When any type of relationship ends, there are certain things that go with it. There are some songs that can no longer be played and restaurants that can’t be entered. That one perfume is thrown in the garbage even though the bottle is half full just because it was his favorite. Sometimes it’s an animal that he loved or a television show that was watched together.
Here are the things you have ruined for me.
Skateboards and lavender. You have ruined beanie hats. You have ruined anyone who wears running sneakers with jeans. You have ruined jasmine tea and the science fiction section of bookstores.
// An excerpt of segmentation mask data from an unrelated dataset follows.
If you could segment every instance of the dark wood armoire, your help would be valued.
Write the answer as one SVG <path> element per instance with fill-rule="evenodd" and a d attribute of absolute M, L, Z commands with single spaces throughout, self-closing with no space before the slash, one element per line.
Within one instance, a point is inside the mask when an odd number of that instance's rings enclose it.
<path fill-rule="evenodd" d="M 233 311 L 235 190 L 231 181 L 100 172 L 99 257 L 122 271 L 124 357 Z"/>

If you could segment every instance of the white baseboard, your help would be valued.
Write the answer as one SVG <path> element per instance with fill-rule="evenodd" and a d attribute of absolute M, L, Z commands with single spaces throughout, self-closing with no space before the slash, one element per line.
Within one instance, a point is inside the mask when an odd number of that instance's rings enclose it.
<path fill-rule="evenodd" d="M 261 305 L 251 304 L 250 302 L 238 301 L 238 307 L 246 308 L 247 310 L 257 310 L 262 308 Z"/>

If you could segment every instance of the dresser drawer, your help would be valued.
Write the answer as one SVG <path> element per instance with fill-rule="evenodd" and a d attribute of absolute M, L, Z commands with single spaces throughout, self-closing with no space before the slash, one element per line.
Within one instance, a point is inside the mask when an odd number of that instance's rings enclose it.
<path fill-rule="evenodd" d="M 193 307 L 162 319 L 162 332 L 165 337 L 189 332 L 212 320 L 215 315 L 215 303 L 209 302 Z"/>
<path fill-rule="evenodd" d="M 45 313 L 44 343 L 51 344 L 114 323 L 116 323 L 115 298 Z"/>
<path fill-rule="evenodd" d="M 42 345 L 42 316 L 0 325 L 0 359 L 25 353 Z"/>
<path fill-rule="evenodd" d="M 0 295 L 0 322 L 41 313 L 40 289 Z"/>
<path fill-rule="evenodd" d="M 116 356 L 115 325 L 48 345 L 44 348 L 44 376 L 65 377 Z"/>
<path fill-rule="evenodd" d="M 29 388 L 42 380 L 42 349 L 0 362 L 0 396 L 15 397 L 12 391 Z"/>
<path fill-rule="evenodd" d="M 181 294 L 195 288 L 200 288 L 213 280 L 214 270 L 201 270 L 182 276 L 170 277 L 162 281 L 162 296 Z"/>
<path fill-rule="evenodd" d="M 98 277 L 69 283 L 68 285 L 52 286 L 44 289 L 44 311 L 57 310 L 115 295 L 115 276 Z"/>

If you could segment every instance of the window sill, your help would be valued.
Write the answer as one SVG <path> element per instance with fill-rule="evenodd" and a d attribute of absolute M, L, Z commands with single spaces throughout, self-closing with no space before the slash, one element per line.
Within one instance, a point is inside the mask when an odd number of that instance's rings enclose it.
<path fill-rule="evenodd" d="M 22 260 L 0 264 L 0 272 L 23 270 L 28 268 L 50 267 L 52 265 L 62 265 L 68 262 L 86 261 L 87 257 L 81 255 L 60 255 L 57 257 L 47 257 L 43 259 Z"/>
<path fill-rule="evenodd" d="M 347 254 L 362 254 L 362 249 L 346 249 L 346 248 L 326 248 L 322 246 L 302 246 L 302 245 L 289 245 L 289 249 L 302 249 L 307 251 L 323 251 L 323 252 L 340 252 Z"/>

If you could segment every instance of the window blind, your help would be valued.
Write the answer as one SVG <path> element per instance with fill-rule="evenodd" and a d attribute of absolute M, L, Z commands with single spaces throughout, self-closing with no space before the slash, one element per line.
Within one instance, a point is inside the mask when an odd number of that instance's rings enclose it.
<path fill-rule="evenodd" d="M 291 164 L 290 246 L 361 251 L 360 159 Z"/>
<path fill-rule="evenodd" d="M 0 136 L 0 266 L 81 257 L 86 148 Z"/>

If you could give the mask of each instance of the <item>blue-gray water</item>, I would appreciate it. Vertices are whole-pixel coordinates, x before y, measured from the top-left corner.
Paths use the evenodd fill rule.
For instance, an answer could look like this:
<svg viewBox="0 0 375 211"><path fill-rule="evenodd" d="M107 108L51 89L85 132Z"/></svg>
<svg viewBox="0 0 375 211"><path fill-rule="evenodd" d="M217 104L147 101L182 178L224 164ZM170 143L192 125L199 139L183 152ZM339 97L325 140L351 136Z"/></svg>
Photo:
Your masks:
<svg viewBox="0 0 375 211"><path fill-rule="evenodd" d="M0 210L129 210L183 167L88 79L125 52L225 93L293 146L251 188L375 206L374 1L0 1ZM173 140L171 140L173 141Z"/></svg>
Striped blankets and black and white photographs? Ruined. Beautiful piano music before bed? Not anymore.
You know what else you’ve ruined? Rain. Literal weather. I used to love it. But now I see you standing there with me while we talked. I hear you telling me to get inside before I catch a cold. I feel the warmth from you that always came with the falling water.
Is it possible to ruin a look? Because you certainly had one in your eye when you tried not to laugh at something I said. A look that made me feel like I was the only living soul in the universe. I don’t even know if anyone else has that look but if someone does, you’ve ruined it for me. Thanks. You have ruined a number of things. Some that I loved and some that I never had a strong opinion on in the first place. In fact, you’ve ruined things that I never had an opinion on at all but I do now.
Let me tell you about some other stuff you’ve ruined.
You’ve ruined my fear of saying no. You’ve ruined the welcome mat that I sometimes became and the part of me that said okay when it wasn’t. You have completely destroyed the hesitant smile that came with some of your unfunny jokes and insulting comments. Remember the girl who waited for you to call and went to bed sad when you didn’t? She’s gone. You have single handedly ruined those parts of me.
There was a time when I would thank you for that. I would thank you because without you, I would still let people walk all over me or say yes to everything even if I wanted to say no. Right? No. Because some of these bits of me were planted by you. So I don’t thank you for taking the dark parts of me with you. They were yours to begin with. I already have my flaws. I don’t need yours dragging me down.
To be honest, you’ve ruined a lot.
But there’s some stuff that you never touched.
You never touched the sun or got near the full, chest burning, stomach twisting laughter. You were never near my favorite color or lilacs at sunset. You never dipped your toe in the salty water or had a chance to mess up that feeling of driving with the windows down. And me.
You did not ruin me.
So maybe relationships end and things are ruined. It sucks that the catchy song of the summer has to be turned off immediately. But new songs will be played. I’m sorry if a certain kind of car has to be put up for sale but there are many others in the lot.
There is still so much to come. There is still so much to love.